Base closure panel seeks loan from state

Sanford's task force will ask for $200,000 to jump-start effort to save S.C. installations

Associated Press

COLUMBIA--A panel trying to head off possible base closings in South Carolina will ask for a $200,000 loan next week from the state Budget and Control Board.

The money would be repaid in July with half of the $400,000 the South Carolina Military Base Task Force expects from the Legislature in the 2003-04 budget.

Gov. Mark Sanford appointed the task force last month, renewing efforts that former Gov. Jim Hodges made before leaving office to spare the state from losing facilities and jobs in the next round of decisions by the federal Base Realignment and Closure Commission. A list of bases targeted for closure is due by May 16, 2005.

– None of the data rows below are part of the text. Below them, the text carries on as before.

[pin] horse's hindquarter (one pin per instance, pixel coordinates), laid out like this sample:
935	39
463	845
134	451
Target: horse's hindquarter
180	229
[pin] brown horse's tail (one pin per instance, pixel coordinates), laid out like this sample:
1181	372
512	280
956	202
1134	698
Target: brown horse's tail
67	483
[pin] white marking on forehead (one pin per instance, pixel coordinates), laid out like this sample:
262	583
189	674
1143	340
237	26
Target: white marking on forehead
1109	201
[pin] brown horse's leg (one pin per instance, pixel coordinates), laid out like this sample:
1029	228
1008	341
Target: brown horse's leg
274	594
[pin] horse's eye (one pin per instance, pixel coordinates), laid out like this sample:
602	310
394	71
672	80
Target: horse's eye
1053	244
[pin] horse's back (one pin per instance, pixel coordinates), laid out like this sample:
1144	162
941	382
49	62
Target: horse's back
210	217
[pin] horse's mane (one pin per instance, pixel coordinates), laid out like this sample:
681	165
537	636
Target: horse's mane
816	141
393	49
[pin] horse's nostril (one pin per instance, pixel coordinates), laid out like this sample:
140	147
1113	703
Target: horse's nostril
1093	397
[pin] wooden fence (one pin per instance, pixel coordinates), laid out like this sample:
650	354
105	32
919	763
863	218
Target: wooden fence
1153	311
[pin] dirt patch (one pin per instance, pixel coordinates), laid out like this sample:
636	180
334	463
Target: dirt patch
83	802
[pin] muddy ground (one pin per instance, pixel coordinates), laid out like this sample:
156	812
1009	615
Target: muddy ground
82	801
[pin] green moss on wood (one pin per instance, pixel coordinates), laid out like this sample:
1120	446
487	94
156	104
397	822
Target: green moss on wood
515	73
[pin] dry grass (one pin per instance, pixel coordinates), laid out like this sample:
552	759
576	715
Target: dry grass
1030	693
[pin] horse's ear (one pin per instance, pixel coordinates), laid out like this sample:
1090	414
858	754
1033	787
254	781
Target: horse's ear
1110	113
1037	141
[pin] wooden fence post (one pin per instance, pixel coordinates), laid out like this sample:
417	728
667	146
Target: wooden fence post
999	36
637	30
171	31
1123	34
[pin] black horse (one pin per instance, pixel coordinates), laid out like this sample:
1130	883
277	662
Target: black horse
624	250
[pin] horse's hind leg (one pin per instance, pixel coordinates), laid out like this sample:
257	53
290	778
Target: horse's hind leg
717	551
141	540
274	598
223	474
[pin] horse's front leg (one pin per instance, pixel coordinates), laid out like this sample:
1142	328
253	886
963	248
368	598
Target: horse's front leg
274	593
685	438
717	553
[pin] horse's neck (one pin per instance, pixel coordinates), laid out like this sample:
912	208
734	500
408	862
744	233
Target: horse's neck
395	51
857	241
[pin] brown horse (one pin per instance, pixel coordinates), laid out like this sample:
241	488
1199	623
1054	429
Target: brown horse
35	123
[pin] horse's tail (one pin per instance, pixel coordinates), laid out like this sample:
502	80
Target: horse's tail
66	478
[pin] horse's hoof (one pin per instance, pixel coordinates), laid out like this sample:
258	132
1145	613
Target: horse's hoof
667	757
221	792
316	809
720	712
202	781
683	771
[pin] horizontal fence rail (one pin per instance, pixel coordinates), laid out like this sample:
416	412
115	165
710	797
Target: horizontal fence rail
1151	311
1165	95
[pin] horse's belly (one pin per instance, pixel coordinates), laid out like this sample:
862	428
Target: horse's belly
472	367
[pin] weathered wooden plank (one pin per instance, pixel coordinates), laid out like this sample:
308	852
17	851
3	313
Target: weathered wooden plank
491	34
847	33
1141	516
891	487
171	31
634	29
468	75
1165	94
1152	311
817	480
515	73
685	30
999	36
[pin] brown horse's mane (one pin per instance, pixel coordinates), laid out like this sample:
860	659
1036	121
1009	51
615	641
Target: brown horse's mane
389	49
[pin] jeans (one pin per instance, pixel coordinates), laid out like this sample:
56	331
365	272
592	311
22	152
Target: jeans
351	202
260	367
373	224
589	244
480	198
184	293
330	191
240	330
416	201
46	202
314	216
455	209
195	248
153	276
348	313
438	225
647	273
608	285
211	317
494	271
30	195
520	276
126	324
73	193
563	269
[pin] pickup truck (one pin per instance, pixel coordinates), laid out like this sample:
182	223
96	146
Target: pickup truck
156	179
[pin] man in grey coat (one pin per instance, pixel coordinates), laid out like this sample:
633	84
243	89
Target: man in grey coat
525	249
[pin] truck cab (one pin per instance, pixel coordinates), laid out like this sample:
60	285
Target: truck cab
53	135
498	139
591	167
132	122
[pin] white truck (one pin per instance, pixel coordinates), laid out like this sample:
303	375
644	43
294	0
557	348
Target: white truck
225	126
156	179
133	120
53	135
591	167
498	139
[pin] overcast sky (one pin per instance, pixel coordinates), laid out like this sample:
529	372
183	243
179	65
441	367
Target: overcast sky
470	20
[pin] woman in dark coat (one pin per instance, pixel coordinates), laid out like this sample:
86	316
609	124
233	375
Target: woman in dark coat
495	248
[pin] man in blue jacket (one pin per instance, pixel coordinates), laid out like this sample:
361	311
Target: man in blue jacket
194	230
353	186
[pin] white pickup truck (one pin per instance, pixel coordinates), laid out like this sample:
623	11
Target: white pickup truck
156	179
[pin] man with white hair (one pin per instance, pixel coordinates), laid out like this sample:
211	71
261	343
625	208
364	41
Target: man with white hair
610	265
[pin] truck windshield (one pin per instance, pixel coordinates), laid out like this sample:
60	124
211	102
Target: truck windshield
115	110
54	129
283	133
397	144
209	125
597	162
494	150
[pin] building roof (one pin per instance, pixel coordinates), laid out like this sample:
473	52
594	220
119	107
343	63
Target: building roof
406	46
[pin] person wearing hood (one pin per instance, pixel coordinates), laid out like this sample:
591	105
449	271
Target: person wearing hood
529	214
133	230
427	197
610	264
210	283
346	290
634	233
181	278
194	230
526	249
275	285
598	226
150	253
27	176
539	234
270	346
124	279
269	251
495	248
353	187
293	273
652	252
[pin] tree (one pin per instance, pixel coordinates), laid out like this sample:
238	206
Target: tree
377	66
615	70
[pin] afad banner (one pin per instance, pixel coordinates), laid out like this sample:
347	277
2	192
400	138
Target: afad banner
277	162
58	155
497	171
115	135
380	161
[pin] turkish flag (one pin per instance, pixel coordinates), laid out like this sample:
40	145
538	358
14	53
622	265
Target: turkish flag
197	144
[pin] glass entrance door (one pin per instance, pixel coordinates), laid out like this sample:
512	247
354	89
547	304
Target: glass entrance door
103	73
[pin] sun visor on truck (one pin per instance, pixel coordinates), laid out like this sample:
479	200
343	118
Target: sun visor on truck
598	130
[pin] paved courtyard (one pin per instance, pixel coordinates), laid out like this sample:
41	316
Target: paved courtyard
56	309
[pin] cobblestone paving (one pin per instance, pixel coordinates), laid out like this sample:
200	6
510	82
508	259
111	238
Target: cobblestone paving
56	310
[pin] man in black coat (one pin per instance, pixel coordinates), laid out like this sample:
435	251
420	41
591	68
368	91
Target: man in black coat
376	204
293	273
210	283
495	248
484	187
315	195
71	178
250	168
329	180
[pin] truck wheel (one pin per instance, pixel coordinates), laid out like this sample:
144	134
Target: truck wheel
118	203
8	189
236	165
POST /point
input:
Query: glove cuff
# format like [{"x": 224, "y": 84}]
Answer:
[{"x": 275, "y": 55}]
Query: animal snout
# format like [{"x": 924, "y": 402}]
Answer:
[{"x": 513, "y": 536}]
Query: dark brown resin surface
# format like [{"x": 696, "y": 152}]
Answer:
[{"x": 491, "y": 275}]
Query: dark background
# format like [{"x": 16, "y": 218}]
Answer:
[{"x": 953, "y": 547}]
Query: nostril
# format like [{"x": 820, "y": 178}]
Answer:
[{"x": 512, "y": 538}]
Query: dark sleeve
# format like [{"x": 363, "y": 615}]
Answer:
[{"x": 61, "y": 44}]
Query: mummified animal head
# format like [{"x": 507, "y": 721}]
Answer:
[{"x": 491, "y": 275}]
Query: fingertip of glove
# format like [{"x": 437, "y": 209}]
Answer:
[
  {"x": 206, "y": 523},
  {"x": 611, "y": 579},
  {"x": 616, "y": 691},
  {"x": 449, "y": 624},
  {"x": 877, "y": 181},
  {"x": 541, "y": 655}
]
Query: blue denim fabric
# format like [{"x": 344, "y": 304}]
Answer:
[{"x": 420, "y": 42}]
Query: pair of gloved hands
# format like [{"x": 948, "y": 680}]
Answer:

"This is going to be the mother of all BRACs," said retired Air Force Maj. Gen. James Gardner, one of the panel's leaders. A quick infusion of cash is needed. "It costs money to run these things," he said.

The money would be split among the four regions with bases, said Comptroller General Richard Eckstrom, the panel's other chairman.

Local governments and chambers of commerce already are raising and spending money to protect installations.

Charleston County's contingent on the panel said Charleston and North Charleston city governments are planning to put $50,000 each into their efforts to protect the Air Force base and Naval Weapons Station facilities located there.

Berkeley County supervisor Jim Rozier encouraged members of the panel to seek new operations aggressively, not just defend the ones they've got.

Charleston already may be under consideration for the return of a mine-sweeping operation, Rozier said.

Part of the committee's work will be recommending law changes. For instance, Gardner said the Legislature might need to consider laws to prevent development near bases that could limit expansion.

Along the way, South Carolina communities have to "sell the goodness" of the state's moderate weather and available land, Gardner said.

For instance, Charleston Air Force Base picked up traffic from Dover Air Force Base in Delaware when heavy snowfall in February damaged facilities.

"We didn't have that problem in South Carolina," he said.